Председатель. – Вам не было известно, что он страдал сифилисом, что у него наследственный сифилис?
Шингарев. – Нет, он говорил, что у него есть какая-то рана на ноге, что она долго не заживала, но что у него был сифилис, я не знаю.
LXXVIII.
Допрос Н. Н. Чаплина.
21 августа 1917 г.
Содержание. Политика ведомства. Ходатайства о помиловании и порядок их удовлетворения. Доклады начальников отделений у министра. Отмена докладов. Порядок прохождения дел. Ходатайства Распутина. Предстательства б. императрицы. Замена докладов об отклонении ходатайств повелениями о помиловании. Ходатайства о помиловании погромщиков. Помилования по делам об истязании тюремщиками. Дела о государственных преступлениях. Отношение Щегловитова к Чаплину. Служебная деятельность Веревкина при Щегловитове. Отношение Веревкина к Распутину. Помилования. Распределение округов по отделениям.
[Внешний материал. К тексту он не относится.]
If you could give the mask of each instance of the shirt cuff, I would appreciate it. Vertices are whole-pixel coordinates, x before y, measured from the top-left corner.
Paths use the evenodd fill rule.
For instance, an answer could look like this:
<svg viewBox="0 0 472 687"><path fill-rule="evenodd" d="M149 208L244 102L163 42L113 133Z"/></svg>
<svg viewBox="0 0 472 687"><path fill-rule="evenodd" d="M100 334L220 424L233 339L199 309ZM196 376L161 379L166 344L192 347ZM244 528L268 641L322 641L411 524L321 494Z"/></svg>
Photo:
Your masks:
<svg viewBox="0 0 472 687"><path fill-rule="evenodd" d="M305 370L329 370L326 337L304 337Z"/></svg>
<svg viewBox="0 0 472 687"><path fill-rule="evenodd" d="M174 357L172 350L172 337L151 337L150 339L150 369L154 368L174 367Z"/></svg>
Председатель. – Николай Николаевич, до февраля месяца с. г., когда состоялось ваше назначение вице-директором первого департамента министерства юстиции, вы изволили быть начальником I уголовного отделения. Скажите, как распределялись дела по отделениям?
Чаплин. – По округам и палатам. Это было старое распределение, действовавшее еще со времени моего назначения начальником отделения в октябре 1907 г. и вплоть до самого моего ухода из этой должности. В ведении I отделения были следующие округа: Петроградский, Варшавский, Виленский, Казанский, Одесский, Тифлисский и Новочеркасский.
Председатель. – Позвольте попросить вас предпослать нам небольшой общий очерк политики министерства юстиции.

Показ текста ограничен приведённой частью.